4. Bilamanakah putusan sela diambil dalam suatu persidangan pidana ?


Jawab :

Dalam Praktik pemeriksaan perkara pidana, putusan sela biasanya dijatuhkan karena
adanya eksepsi dari terdakwa atau Penasihat Hukumnya. Eksepsi yang dibuat
Penasihat Hukum Terdakwa biasanya memegang peranan penting untuk dijatuhkannya
putusan sela oleh Hakim Pemeriksa Perkara

5. Bagaimanakah tata cara musyawarah hakim dalam mengambil putusan dalam


suatu persidangan pidana ?
Jawab :

Kesempatan pertama mengemukakan pendapat diberikan kepada Hakim Anggota II


atau Hakim yang paling yunior. Berikutnya kesempatan mengemukakan pendapat
diberikan kepada Hakim Anggota (Hakim yang agak senior). Terakhir Ketua Majelis
akan menyampaikan pendapat hukumnya. Apabila terjadi perbedaan pendapat hukum
antara majelis yang bermusyawarah, maka perbedaan itu diselesaikan dengan voting,
atau hitung suara terbanyak.

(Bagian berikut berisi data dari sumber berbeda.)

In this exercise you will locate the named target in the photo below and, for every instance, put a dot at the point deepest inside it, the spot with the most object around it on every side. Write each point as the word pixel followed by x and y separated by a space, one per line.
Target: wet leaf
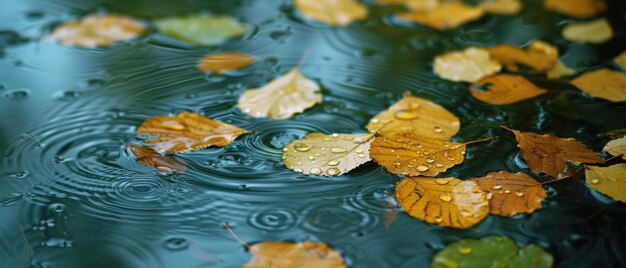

Cara ini sangat logis, dan oleh karena itu maka jumlah
hakim dalam satu majelis harus ganjil, agar bisa diselesaikan. Pendapat hakim yang
kalah suara, meskipun dia sebagai Ketua Majelis, harus menyesuaikan dengan
pendapat mayoritas. Mengacu pada asas Primus Interpares, jika terjadi perbedaan
pendapat di antara anggota Majelis Hakim, maka pendapat yang terbanyaklah yang
diikuti
dalam keadaan tertentu, putusan dapat disepakati berdasarkan pendapat Ketua
Majelis, sepanjang pendapatnya argumentatif. Hal ini dapat diasumsikan, bahwa bila
terjadi pendapat yang sifatnya “pelangi’ di antara Majelis Hakim maka tidak ada
pendapat yang terbanyak sehingga dalam kondisi seperti ini menyepakati pendapat
Ketua Mejelis adalah langkah yang paling “aman”.